Hemoglobin is a protein molecule found within red blood cells and has the capability of carrying oxygen and carbon dioxide molecules. Hemoglobin is a conjugated protein. It consists of four polypeptides each with a heme group attached near its center. The heme group contains an iron molecule and it is the iron that binds with an oxygen molecule and allows hemoglobin in the blood to carry oxygen. Due to the fact that each of the four polypeptides in a hemoglobin molecule contains a heme group, one hemoglobin molecule has the capacity to carry four oxygen molecules. Hemoglobin can alter its three dimensional shape as oxygen bonds with the heme group. The hemoglobin molecule has four possible shapes depending on how many oxygen molecules it is carrying and each shape affects the hemoglobin’s ability to bind with oxygen molecules. This is referred to as hemoglobin’s affinity for oxygen
and it increases with each addition of an oxygen molecule. In other words, a hemoglobin molecule that is already carrying three oxygen molecules has the highest affinity for oxygen. This is due to the fact that the addition of each oxygen molecule changes the shape of the hemoglobin which increases its affinity for another molecule of oxygen.
And now to oxygen dissociation curves...
An oxygen dissociation curve
is a graph that displays how various forms of hemoglobin or myoglobin perform under various conditions. It shows the percent saturation of hemoglobin with oxygen at each partial pressure of oxygen. In other words, it shows the tendency of hemoglobin to both bind to oxygen and also to dissociate from it. The x axis
of the graph measures the partial pressure of oxygen
while the y axis
shows the percent saturation of hemoglobin with oxygen
. Hemoglobin is saturated with oxygen when it is carrying four oxygen molecules. The oxygen dissociation curve pictured below is for adult hemoglobin.
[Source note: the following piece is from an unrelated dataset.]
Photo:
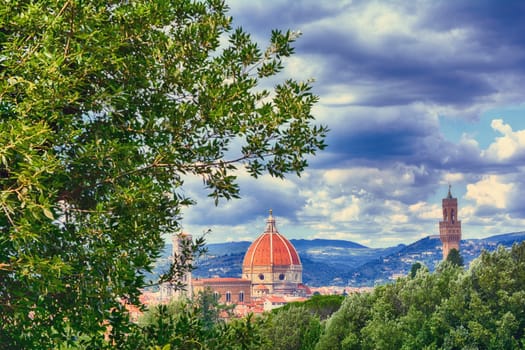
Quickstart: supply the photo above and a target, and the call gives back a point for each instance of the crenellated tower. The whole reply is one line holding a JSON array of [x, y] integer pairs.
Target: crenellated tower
[[450, 227]]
- The S-shape curve of the graph represents the affinity of hemoglobin for oxygen at various partial pressures. At low pressures there is little oxygen already bound to hemoglobin and therefore it has a low affinity for oxygen. At moderate partial pressure, oxygen will dissociate with adult hemoglobin. At higher partial pressure some oxygen has already been bound to the hemoglobin and this causes a change in shape of the hemoglobin molecule and further increases the molecule’s affinity for oxygen. The plateau of the graph represents the saturation of the hemoglobin molecules with oxygen. The dissociation of oxygen from hemoglobin is very important to humans. Hemoglobin binds with oxygen in the lungs to form oxyhemoglobin and delivers it to the body tissues. The oxygen needs to dissociate form the hemoglobin in order to diffuse into the body’s cells where it is needed.Adult hemoglobin releases oxygen over a narrow range of partial pressure. If you refer back to the oxygen dissociation curve for adult hemoglobin, the dotted lines represent the range of normal partial pressures within the human body. The upper end of the normal range (approx. 75 mm Hg) represents the partial pressure found within the lungs. At this point we can see that hemoglobin is more than 90% saturated with oxygen. The lower end of the normal range (approx. 35 mm Hg) represents the partial pressure typical of body tissues and hemoglobin is only about 50% saturated with oxygen. Myoglobin is also an oxygen binding protein that consists of one globin (polypeptide) and one heme group. It is found in the muscles and its function is to store oxygen in the muscles. Myoglobin holds onto oxygen until it is needed by the muscles when they enter an anaerobic situation.
Due to its structure myoglobin can only hold onto one oxygen molecule and it has a very high affinity for oxygen. As you can see by the oxygen dissociation curve for myoglobin, it will only release oxygen when partial pressure in the muscle tissues is very low. This allows myoglobin to hold onto its oxygen until it is needed and its release will help delay the onset of anaerobic respiration when you are exercising heavily. Hemoglobin in fetal blood is different than hemoglobin in adult blood. It has a different amino acid sequence that changes its molecular composition from that of adult hemoglobin and therefore increases its affinity for oxygen. It is very important that fetal hemoglobin have such a high affinity for oxygen so that it can bind with oxygen molecules released by the placental capillaries and not dissociate until it reaches the respiring tissues of the fetus. In the following oxygen dissociation curve for fetal hemoglobin you can see that it is consistently to the left of the adult curve which shows that at any point in the curve, adult hemoglobin has less oxygen attached at any given partial pressure.